In the 1980s and 1990s, Beijing provided supplies and technical knowledge to help Pakistan develop its nuclear weapons, and in the early 1990s shocked Washington by selling its neighbour more than 30 M-11 missiles, capable of carrying nuclear warheads.
The report also noted that in the past decade, the nature of the military relationship between China and Pakistan had changed. China was now selling the "high-end systems in which the US once specialised to Pakistan's military, and is co-developing many others".
Jon Grevatt, an analyst at the defence research company Jane's IHS Markit, told FT that in the last decade, China collaborated much more expansively with Pakistan. Since 2010, China has provided A-100 rocket launchers and HQ-16 air defence missile systems to Pakistan while VT-4 tanks were now being tested in Pakistan.
The report, however, focused on three weapons systems that encapsulate the new Chinese capabilities, and threaten US influence in South Asia.

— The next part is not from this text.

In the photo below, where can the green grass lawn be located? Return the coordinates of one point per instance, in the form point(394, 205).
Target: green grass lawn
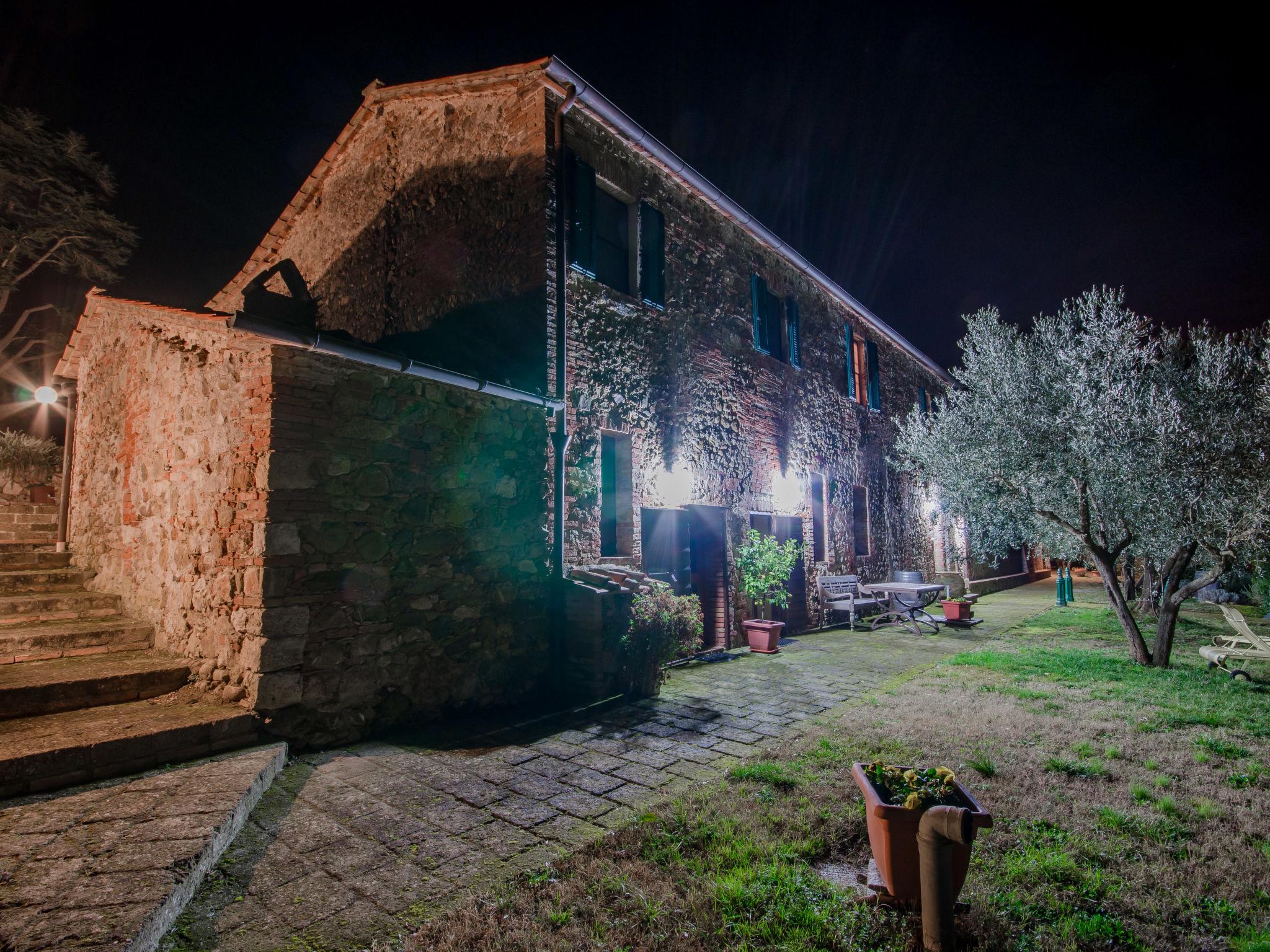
point(1129, 809)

The first is the JF-17 fighter aircraft.
In 2007, Pakistan flew its first two JF-17s, which cost about a third of the price paid for an F-16. Later, China also shared the designs so the Pakistan's armed forces can build their own, and even export them.
In 2015, Pakistan used a drone to attack militants near the Afghan border, which strongly resembled a Chinese design.
In October 2016, just a month after the US refused to subsidise new F-16s, Beijing agreed to sell eight attack submarines to Pakistan for about $5bn -- the biggest single arms export deal in the country's history.
The report noted that submarines deal came at a time when Washington was relying on India to provide a bulwark against perceived Chinese maritime expansionism.